Gallery owner Heinrich Heissing is a catalyst and a condenser, a man on the move, a seeker and a finder. His passion is to discover distinctive artistic handwriting that touches its viewers. He starts on the spot, searches for what’s feasible and then adroitly advances ever further into the nebulous world of international art. The results of this process are the artworks shown at his gallery, a selection of which will be on display in Lübeck, in Berlin and at THE SHOW.

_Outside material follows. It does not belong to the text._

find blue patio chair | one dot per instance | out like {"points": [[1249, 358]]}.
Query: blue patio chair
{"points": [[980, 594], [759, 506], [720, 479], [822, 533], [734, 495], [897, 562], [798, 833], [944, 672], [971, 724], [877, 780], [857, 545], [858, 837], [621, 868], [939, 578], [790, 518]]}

Reflexion VII (2020) by Tibor Pogonyi


Born in Eger, Hungary in 1974, Tibor Pogonyi is obsessed with the depiction of textile surfaces. Virtuosic allusions to classical masters such as Velázquez and Titian enliven the color schemes and compositions of Pogonyi’s paintings. At the same time, the artistic autonomy with which he pursues his subject – the human condition – gives his paintings a captivating and nearly irresistible topicality. The veiling of the figures, along with subtle motifs borrowed from the present day, lend an absurd and surreal character to Pogonyi’s depictions. A quiet, almost contemplative, yet nonetheless suspenseful atmosphere dominates many of the scenes. The art historian Tinatin Ghughunishvili comments on Pogonyi’s work: “When, on a two-dimensional surface, fictional reality surpasses the tangible and factual world in expression and intensity, and when the effect of the paintings is so strong that viewers would like to lose themselves and find themselves again in the images, then one no longer asks questions about the function of art. One becomes addicted to it. The portrayed people reveal their innermost selves to the artist. This is not just a mastery of old masters’ techniques of portraiture, nor is it merely a marriage of nearly classical realism and the contemporary language of art, but above all an unmistakable celebration of painting in its purest form.”

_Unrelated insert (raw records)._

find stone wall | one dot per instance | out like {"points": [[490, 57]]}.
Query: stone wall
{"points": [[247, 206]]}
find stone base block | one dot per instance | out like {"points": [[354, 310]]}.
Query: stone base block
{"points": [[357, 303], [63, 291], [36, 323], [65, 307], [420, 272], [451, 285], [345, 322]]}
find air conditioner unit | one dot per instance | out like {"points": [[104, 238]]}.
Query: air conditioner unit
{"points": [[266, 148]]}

Born in Mainz in1971, Juliane Hundertmark stages conventional situations in private rooms, gardens and public meeting places. We immediately recognize these venues. She adds a title in small and large letters to almost every picture. We think we quickly comprehend these too, but we soon become doubtful when we find “Mutation” written above a scene in a living room or “Delicatessen” above a dining table. It’s delightful to see the complex shapes into which viewers contort themselves when they are confronted by these artworks. The subjects are clearly portrayed; the only reason why most beholders can’t cope with the interpretation of beings that are soon recognizable as Homo sapiens is that these viewers want to understand themselves throughout their lives “aesthetically” and not as grotesque figurines.

A disturbing chromatic intelligence distinguishes Hundertmark’s maturely composed artworks. The almost awkward treatment of the surfaces, the seemingly provisional character and the clumsiness of the protagonists: everything seems to contradict scrumptious indulgence in pictorial pleasure. The titles do the rest: Sigmund Freud would have enjoyed these pictures. We spend every day busily sorting out our lives, obeying contemporary constraints, suppressing the truth and typically opting for “political correctness” rather than calling a spade a spade. Juliane Hundertmark turns each of our lives into a crime scene. Without giving room to repression, she lets the reality of our own being flow towards us without much artificial staging.